Replace Passive Verbs With Active Verbs
Question: What do "is," "are," "be," and "have" share in common, aside from their utter blandness as word choices? Answer: They all count as passive verbs. Passive verbs can suck the life right out of your marketing copy. Compare them to active verbs such as "make," "present," "establish," "pose," "offer," and "promise." Better yet, see how many of the passive verbs in your current content you can replace with these more robust, high-energy options -- and then see for yourself how those changes turbocharge your content.
Go Light on the Vocabulary
Of course you want to impress your audience with your intelligence, knowledge, and industry savvy. Just don't fall into the trap of fattening your text with five-dollar words. The more complex your vocabulary, the more potential obstacles you throw in front of your audience. If your ideal buyer doesn't know half the words you use, how can you hope to sell to that person using those words? A simpler range of shorter words will usually make a greater impact, not only because more readers can understand it, but also because it naturally hits harder and makes for easier, more pleasant reading (no matter how educated the reader).
Clear Away the Fluff
When you read a piece of marketing content, you probably find yourself thinking two things: "What's in it for me?" and "Get to the point." No matter how well you answer the first point, you can still lose your readers by fumbling the second. Don't spend paragraphs setting the stage for the goodness to come; start with the goodness and get better from there. My playwriting teacher used to encourage his students to start a scene in the middle and fill in the necessary background along the way. When reviewing your work, trim out all unnecessary verbiage. Fluff belongs in a vacuum cleaner bag, not in your marketing content.

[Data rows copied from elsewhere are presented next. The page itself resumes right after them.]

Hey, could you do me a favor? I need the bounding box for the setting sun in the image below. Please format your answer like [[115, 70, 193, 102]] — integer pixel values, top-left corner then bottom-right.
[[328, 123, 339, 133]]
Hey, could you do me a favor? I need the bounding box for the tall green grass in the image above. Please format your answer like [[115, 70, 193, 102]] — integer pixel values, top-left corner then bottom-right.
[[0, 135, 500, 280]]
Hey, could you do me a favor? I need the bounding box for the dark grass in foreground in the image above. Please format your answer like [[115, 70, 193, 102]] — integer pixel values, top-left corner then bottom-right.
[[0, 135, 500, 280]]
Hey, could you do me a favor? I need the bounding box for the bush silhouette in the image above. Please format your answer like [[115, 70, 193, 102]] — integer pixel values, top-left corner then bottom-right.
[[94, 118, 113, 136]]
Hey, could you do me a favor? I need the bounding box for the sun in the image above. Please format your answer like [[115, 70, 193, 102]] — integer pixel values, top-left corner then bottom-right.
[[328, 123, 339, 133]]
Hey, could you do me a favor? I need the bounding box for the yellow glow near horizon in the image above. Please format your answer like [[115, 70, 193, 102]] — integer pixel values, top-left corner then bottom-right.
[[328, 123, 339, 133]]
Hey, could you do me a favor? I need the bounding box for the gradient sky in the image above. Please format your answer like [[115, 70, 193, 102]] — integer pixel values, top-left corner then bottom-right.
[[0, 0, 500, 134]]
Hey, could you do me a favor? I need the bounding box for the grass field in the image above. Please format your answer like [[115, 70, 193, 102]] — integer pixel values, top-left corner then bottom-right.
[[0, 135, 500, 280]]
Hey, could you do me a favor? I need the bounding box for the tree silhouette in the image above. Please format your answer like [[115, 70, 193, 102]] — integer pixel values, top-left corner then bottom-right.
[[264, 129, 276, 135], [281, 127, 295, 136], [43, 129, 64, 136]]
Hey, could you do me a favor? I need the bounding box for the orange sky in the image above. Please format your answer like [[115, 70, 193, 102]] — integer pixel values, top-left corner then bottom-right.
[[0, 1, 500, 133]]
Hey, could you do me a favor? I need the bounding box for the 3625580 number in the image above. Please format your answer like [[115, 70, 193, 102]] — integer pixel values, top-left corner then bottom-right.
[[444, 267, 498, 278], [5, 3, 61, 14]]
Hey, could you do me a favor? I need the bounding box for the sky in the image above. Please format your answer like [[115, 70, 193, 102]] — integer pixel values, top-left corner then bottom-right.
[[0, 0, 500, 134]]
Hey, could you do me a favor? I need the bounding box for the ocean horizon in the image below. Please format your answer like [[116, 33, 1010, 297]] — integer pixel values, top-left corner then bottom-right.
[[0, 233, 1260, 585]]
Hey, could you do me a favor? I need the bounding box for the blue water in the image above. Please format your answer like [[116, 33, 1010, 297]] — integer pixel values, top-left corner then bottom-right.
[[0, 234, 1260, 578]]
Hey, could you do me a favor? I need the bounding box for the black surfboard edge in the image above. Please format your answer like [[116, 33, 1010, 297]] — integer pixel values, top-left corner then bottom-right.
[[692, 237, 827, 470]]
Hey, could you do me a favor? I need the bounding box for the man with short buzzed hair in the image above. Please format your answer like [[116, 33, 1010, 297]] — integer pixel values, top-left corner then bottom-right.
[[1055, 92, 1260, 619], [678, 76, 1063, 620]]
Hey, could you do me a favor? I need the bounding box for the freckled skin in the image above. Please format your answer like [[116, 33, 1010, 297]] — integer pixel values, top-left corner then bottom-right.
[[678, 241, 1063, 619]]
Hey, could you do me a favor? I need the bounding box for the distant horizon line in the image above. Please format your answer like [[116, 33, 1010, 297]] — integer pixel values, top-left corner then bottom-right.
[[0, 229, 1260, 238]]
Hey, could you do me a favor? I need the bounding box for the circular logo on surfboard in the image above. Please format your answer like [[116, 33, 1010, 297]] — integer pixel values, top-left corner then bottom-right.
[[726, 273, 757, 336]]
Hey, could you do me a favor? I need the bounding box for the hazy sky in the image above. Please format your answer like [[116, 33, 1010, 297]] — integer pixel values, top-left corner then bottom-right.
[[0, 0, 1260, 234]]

Interact with Your Audience
Did you ever read a piece of marketing content that didn't seem to acknowledge your presence at all? If you can't think of any examples, you probably just don't recall the failed content in question -- and why would you? People like it when you talk to them or with them, not at them. Since your marketing content does your talking for you, you want to leave room in it for the reader's own imagination and internal responses. If you want an example, look at the beginning of this paragraph. I asked you a question, and your mind probably generated an answer. You interacted with the content, whether you realized it at the time or not. If you really want to maximize the power of this approach, ask questions that make your readers answer, "Yes." Get your target audience agreeing with you, and that final call to action will yield the response you want.